Published 10 April 2006

Avian flu poses risk to people, but insurance companies are not immune; a recent Morgan Stanley report says pandemic may undermine financial health of some companies

Should investors get rid of stocks of insurance companies for fear that these companies may be called upon to pay exorbitant avian flu-related damages? This is a question some analysts are starting to consider as the avian flu virus spreads to new parts of the globe. “A severe outbreak could have far-reaching repercussions for a large number of life insurers,” says Morgan Stanley insurance analyst Nigel Dally in a recent report.”

Not all insurance companies are equally exposed, though. The report looked at fourteen public companies, and found that industry giant MetLife and smaller firms such as Reinsurance Group of America (RGA) to be the most exposed to potential losses based on an analysis of the amount of life insurance they have underwritten.”

The 1918 influenza pandemic killed more than forty million people world-wide, and the current avian flu does not appear to have the same destructive potential. The avian flu virus has killed more than 100 people in eight countries since 2003, according to the World Health Organization (WHO). This is fewer than the number of deaths caused by lightning in the United States over an average three years according to National Lightning Safety Institute statistics. To become a global pandemic the virus would have to mutate into one that could transfer easily from human to human. This is considered unlikely, but if it happens, the global consequences could be drastic. A December report by the Congressional Budget Office (CBO) concluded that a severe pandemic could cut real gross domestic product about 5 percent over the following year.”

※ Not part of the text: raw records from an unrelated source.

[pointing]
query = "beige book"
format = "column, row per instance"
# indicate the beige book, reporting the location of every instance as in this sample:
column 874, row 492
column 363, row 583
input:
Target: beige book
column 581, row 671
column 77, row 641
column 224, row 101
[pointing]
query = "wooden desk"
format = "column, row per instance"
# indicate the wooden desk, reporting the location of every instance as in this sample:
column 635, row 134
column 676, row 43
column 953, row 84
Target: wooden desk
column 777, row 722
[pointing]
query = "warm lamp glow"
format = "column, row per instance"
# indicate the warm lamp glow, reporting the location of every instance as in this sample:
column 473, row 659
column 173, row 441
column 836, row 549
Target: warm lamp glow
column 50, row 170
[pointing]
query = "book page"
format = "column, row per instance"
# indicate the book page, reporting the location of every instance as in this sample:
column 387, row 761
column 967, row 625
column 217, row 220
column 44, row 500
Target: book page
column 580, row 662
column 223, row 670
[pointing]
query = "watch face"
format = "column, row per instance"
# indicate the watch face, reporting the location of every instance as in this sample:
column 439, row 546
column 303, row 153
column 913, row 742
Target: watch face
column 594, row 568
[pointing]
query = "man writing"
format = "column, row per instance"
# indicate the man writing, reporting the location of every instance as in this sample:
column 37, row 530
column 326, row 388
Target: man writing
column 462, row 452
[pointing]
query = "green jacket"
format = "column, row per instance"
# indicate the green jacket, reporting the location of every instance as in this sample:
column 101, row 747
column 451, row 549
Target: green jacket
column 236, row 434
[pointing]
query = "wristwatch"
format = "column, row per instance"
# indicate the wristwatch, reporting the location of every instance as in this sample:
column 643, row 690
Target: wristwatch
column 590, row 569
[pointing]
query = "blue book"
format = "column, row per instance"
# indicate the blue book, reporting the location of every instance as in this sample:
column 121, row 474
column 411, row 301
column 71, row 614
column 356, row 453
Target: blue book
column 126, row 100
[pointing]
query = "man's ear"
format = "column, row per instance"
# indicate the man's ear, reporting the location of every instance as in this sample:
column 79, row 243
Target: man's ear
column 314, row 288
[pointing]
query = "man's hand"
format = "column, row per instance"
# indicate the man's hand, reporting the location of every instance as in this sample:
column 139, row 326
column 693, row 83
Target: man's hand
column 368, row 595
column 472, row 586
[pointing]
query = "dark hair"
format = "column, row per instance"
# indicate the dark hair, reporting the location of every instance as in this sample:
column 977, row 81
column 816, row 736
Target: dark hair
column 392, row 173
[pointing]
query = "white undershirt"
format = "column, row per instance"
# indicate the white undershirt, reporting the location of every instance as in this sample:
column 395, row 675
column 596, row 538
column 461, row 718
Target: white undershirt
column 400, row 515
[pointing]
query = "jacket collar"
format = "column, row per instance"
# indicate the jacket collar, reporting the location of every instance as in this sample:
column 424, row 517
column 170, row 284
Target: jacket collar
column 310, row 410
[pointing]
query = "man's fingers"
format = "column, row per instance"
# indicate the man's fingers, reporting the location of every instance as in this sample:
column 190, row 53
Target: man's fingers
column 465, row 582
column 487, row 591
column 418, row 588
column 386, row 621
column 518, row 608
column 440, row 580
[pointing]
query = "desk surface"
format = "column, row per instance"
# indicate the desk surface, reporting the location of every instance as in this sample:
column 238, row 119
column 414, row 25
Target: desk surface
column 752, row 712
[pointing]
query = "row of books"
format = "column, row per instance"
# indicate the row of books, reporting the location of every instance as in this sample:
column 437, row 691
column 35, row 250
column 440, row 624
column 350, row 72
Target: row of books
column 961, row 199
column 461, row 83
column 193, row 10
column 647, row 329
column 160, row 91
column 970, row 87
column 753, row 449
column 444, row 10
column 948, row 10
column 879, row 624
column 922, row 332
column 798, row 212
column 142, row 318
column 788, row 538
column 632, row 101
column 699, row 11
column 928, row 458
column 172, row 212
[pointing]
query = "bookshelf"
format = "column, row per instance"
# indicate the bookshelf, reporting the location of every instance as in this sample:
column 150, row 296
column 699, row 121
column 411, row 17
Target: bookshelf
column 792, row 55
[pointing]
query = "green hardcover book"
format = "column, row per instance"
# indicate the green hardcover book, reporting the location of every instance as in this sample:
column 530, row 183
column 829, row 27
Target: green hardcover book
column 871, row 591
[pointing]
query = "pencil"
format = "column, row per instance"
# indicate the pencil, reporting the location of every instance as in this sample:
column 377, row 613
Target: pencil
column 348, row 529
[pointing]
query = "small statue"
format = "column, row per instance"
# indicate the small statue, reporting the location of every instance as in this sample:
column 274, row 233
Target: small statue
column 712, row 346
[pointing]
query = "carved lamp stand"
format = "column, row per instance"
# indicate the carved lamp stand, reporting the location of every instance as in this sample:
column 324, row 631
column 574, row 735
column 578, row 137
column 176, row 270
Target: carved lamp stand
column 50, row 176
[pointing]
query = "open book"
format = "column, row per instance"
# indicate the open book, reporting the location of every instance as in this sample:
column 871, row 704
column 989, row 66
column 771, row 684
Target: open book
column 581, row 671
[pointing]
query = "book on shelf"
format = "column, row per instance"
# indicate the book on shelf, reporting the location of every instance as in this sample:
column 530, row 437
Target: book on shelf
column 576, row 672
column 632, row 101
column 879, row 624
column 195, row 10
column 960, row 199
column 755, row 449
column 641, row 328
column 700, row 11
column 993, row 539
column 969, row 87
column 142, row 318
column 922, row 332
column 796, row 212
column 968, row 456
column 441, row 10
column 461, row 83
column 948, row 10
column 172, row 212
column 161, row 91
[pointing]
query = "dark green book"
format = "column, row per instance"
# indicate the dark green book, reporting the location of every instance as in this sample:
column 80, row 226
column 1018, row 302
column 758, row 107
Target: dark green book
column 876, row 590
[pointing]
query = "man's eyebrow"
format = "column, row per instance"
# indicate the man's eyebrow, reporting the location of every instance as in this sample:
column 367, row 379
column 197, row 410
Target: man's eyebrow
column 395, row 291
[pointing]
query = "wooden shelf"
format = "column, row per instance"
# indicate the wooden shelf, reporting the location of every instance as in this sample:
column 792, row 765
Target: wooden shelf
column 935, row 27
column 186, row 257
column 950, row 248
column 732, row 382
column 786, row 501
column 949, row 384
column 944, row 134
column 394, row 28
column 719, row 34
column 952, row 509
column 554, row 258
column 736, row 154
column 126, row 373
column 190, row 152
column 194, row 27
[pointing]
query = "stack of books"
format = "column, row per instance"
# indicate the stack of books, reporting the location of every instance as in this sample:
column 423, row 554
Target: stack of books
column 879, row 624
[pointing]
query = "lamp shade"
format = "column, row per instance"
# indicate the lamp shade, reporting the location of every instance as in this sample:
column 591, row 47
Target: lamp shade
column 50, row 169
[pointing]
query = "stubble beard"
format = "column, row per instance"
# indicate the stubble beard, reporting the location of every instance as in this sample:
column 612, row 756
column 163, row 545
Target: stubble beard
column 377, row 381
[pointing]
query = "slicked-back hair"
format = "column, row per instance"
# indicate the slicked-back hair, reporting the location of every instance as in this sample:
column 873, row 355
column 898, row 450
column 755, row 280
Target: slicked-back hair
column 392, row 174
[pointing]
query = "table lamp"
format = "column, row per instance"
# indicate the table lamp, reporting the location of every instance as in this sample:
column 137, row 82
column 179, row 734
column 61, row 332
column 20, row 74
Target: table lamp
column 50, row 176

Some investors are preparing for the worst. “I don’t want to own stocks in the U.S. or anywhere when U.S. GDP goes from plus-five to minus-five,” says David Kotok, chief investment officer for Cumberland Advisors in Vineland, New Jersey. Kotok has more specific advice: If the virus begins moving among humans, we would want to avoid investing in sectors that depend on human-to-human contact such as restaurants, hotels, and travel concerns. He would lean toward sectors that help to circumvent such contacts such as Internet stocks. The Insurance Information Institute, a trade organization, estimates that a 1918-style pandemic could cost the industry $133 billion in additional death claims. According to Morgan Stanley, that amounts to more than half of the industry’s $238 billion in capital, which is an insurer’s assets minus its liabilities. A more modest outbreak could amount to a little less than 15 percent of capital, the report notes. Fitch Ratings estimates that a moderate outbreak could cause additional life-insurance payouts of $18 billion in the United States.”

Some industry insiders, such as Bob Greving, CFO of UnumProvident, say that the Morgan Stanley report overstates the case.